By Steve Creech | October 17, 2011
Several of my clients, and their committee members have had some misunderstandings about the use of parametric statistics with ordinal data, so I decided to write this article.
Many statistical procedures such as Pearson’s correlation and Linear regression analysis require certain assumptions about the data in order for the procedure to be valid. One of those assumptions is regarding the measurement scale of the variables. There are two main types of measurement scales, categorical and continuous. Examples of categorical variables are: 1) gender; 2) what is your favorite color, and; 3) level of agreement, strongly disagree, disagree, neutral, agree, strongly agree. Examples of continuous measurements are: 1) height in inches (measured to the nearest 10th of an inch); weight (measured to the nearest 10th of a pound).
Within categorical measurement scales there are two types, nominal and ordinal. Gender and favorite color are nominal whereas level of agreement is ordinal. The only difference between nominal and ordinal is that the order of the categories for a nominal variable has no meaning whereas an ordinal variable has a meaningful order from smallest to largest. For example, you can’t put favorite color, red, green, blue, yellow in order from least to most, but strongly disagree is clearly less than disagree, which is less than neutral and so on.

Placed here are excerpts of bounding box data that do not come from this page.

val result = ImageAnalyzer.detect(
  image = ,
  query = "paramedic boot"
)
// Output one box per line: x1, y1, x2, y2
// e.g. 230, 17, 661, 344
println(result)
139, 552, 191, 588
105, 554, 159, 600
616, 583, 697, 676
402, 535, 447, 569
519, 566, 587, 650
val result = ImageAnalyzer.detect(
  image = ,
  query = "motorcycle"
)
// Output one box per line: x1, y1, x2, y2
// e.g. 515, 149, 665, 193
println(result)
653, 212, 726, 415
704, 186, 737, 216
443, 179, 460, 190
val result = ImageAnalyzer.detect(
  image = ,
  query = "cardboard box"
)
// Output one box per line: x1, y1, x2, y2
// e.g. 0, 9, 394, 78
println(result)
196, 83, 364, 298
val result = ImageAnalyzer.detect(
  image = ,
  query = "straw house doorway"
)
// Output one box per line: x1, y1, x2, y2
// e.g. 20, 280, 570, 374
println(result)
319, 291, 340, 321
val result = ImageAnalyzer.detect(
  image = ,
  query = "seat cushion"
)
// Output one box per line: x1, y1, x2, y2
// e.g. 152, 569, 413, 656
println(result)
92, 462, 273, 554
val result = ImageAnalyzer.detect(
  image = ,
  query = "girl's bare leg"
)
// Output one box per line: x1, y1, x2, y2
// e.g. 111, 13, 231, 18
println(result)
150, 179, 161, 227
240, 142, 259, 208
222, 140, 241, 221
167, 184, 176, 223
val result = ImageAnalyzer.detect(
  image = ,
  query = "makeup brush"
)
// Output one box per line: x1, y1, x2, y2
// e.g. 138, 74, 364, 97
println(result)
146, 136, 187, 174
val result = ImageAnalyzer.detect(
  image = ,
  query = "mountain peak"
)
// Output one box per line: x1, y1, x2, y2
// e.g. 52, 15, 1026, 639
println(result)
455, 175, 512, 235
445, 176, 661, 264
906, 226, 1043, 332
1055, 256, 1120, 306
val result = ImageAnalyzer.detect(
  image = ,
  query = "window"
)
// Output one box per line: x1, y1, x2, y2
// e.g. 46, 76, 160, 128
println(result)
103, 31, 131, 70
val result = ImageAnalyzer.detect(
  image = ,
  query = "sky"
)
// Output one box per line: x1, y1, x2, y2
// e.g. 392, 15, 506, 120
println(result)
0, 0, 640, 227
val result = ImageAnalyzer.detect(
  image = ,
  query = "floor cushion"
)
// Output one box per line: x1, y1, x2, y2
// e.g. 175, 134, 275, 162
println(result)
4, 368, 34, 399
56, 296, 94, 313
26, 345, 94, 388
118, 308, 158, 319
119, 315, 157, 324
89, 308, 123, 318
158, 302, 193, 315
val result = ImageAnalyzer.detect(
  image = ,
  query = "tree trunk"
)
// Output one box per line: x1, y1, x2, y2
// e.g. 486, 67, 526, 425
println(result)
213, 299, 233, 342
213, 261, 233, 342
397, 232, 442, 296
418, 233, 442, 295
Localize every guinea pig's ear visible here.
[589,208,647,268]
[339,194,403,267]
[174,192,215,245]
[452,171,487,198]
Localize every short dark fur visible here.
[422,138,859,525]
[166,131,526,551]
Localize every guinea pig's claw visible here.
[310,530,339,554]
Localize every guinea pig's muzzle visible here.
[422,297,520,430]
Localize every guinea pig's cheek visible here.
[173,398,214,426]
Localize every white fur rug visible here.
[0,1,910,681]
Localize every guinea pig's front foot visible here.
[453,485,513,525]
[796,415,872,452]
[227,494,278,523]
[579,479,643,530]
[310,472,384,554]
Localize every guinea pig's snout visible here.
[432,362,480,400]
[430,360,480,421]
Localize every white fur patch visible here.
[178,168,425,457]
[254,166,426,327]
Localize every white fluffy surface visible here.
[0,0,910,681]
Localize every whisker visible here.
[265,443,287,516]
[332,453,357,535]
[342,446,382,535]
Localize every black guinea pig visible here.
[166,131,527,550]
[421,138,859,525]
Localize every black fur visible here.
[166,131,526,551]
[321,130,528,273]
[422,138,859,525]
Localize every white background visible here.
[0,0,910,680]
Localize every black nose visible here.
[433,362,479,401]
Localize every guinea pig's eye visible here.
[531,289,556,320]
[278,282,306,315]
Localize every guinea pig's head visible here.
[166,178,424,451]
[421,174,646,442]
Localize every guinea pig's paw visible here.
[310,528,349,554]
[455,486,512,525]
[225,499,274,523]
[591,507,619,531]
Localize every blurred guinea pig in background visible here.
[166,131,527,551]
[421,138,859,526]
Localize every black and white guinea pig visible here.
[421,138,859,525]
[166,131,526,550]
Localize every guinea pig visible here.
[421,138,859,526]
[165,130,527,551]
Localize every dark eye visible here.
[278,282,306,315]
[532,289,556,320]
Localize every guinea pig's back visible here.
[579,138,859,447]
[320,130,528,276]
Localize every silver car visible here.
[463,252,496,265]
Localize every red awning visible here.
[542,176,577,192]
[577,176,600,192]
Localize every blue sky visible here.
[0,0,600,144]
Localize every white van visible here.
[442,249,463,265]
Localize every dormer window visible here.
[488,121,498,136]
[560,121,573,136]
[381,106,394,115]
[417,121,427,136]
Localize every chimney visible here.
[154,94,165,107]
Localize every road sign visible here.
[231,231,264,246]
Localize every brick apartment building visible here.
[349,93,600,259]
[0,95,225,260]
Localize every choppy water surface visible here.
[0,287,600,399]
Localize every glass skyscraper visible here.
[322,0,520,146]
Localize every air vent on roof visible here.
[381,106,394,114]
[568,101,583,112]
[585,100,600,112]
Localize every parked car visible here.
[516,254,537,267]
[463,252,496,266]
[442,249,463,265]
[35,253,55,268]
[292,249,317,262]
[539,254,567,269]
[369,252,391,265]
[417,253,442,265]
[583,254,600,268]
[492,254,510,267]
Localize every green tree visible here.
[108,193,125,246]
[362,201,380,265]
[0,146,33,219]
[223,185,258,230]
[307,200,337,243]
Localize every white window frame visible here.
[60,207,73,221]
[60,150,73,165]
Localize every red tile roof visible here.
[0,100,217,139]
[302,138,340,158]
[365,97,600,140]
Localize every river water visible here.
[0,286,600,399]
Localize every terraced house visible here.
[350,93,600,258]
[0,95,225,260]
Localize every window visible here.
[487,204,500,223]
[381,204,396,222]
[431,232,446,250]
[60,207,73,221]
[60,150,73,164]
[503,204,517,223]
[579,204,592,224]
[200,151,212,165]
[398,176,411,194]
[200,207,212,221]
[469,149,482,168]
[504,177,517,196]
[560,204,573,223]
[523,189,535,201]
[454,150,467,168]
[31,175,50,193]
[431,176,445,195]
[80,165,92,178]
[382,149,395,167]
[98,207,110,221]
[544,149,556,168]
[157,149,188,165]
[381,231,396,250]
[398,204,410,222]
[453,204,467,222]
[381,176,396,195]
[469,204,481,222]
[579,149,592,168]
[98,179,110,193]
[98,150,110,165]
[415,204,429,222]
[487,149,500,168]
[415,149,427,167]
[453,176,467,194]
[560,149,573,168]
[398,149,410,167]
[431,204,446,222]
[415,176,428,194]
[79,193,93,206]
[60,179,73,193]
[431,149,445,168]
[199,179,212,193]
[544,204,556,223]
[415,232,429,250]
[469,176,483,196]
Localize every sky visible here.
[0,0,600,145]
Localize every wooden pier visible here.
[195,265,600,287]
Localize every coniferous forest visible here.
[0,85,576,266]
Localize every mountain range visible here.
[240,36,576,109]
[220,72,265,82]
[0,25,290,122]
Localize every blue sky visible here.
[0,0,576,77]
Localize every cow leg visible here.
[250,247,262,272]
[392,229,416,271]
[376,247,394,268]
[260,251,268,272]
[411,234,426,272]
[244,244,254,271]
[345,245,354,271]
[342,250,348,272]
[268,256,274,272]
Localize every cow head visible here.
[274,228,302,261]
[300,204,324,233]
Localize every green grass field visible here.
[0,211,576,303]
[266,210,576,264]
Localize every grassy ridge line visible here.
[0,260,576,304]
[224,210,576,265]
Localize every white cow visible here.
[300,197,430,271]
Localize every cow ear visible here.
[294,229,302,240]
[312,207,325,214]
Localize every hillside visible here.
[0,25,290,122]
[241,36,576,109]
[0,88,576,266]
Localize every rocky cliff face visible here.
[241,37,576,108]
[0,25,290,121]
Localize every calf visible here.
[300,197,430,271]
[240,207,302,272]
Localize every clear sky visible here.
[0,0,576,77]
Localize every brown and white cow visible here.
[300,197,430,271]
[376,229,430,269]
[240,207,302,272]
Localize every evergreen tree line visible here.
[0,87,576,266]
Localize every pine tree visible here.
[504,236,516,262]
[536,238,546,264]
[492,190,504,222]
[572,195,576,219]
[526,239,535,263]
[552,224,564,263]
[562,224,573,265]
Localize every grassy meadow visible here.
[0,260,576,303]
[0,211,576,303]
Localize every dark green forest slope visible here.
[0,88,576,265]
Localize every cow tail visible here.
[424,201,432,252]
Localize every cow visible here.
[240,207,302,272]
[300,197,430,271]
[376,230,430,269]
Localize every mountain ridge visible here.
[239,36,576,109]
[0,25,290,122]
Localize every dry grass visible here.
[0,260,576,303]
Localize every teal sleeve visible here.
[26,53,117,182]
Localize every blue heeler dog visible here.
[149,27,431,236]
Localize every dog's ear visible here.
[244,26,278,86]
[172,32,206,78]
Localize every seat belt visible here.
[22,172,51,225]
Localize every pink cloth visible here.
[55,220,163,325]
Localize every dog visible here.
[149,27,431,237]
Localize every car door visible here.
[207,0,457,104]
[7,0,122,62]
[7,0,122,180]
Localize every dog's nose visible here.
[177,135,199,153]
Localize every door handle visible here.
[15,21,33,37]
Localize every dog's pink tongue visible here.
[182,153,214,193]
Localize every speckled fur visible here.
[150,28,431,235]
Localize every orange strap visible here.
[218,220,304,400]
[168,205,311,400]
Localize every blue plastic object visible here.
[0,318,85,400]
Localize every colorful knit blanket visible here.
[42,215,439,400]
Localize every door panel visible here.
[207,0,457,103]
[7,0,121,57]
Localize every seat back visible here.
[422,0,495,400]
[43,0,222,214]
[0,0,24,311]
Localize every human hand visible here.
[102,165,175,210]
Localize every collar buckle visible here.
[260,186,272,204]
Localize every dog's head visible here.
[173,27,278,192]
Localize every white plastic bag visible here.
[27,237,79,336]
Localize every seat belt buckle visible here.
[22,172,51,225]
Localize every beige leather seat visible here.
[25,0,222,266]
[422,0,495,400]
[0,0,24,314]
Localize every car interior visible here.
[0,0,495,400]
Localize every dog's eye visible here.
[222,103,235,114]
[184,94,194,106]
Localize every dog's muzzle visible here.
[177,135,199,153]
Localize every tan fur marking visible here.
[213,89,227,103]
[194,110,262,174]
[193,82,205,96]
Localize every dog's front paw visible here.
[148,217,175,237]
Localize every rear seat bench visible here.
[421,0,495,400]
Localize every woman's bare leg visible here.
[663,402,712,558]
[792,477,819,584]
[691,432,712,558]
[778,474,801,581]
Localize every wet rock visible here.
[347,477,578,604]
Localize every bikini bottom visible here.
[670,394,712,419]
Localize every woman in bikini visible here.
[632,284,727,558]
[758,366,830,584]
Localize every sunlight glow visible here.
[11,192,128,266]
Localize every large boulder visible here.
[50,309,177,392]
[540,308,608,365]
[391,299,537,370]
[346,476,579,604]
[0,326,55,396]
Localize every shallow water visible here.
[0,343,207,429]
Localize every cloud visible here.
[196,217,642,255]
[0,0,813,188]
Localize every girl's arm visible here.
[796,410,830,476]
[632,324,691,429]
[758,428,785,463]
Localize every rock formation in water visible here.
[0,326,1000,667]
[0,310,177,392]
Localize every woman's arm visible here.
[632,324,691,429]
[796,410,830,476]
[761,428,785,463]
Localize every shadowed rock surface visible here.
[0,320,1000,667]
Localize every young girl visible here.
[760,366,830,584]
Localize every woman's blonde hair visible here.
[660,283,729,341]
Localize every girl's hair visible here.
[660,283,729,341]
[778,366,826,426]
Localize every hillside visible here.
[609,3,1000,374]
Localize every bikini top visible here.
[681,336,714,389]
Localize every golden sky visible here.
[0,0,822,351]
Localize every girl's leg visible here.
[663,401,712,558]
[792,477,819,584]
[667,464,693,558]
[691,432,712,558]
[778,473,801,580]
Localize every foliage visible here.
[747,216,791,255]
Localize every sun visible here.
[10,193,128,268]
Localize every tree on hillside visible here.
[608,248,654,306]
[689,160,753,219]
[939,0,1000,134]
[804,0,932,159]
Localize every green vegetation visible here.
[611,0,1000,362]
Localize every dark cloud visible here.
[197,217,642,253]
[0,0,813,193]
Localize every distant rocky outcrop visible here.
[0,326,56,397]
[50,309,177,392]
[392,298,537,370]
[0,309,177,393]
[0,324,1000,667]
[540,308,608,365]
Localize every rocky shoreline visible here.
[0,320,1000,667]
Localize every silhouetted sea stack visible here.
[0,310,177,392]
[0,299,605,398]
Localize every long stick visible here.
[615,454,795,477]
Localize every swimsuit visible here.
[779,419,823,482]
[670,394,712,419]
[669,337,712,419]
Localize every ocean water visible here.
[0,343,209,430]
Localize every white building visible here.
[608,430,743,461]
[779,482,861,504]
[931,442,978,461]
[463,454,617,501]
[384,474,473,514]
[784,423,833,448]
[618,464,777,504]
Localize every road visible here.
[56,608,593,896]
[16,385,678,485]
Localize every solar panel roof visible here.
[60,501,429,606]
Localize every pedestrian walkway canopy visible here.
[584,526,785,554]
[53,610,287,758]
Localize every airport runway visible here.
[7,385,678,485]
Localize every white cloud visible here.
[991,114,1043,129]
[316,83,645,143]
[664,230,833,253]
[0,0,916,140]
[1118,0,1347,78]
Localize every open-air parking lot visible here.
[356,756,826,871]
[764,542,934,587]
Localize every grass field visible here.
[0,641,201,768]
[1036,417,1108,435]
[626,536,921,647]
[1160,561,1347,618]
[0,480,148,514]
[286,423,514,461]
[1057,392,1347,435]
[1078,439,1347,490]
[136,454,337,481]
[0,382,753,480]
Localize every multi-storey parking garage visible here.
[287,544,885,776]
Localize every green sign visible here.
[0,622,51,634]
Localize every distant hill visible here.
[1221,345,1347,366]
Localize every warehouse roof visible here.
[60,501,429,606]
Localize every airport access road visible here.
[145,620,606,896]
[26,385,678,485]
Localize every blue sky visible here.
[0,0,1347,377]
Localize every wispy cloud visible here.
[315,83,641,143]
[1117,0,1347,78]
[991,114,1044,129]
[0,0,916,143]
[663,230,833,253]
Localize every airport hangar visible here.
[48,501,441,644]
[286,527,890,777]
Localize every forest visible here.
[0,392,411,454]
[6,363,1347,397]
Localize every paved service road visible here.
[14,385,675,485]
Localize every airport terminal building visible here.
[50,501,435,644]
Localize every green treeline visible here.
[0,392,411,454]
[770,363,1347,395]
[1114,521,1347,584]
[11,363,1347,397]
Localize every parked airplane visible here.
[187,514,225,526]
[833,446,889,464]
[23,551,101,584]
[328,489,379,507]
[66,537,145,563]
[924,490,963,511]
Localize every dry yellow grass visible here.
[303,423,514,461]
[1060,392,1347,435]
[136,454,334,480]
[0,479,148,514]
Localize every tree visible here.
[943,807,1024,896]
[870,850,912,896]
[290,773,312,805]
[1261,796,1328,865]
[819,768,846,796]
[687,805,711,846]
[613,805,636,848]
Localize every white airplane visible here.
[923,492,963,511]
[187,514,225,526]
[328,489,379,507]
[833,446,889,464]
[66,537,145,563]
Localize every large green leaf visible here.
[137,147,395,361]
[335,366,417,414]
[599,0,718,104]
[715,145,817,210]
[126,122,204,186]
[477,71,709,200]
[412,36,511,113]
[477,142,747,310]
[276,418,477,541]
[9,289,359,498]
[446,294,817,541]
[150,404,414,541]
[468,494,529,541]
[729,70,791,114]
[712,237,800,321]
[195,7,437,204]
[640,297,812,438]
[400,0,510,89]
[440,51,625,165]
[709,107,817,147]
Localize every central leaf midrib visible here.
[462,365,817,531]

It is pretty unusual to have an ordinal dependent variable in research. When ordinal variables are involved in a dependent variable it is far more common to have an instrument consisting of numerous questions, each of which is measured on an ordinal measurement scale. The instrument is designed to produce a scale score, which is an aggregate of the individual survey questions (usually the average of the questions). So, if your survey has 10 Likert-type (i.e. ordinal) questions, you usually aren’t going to be analyzing the individual survey questions themselves. The survey is designed such that you take the average of the 10 questions, which produces a number that can take on fractional values like 1.17, 2.73, 3.47 etc. So, the resultant scale score is the actual measurement (i.e. independent or dependent variable) that you are analyzing, and it is measured on a continuous measurement scale, so it meets that particular requirement of the parametric test, like Pearson’s correlation or linear regression.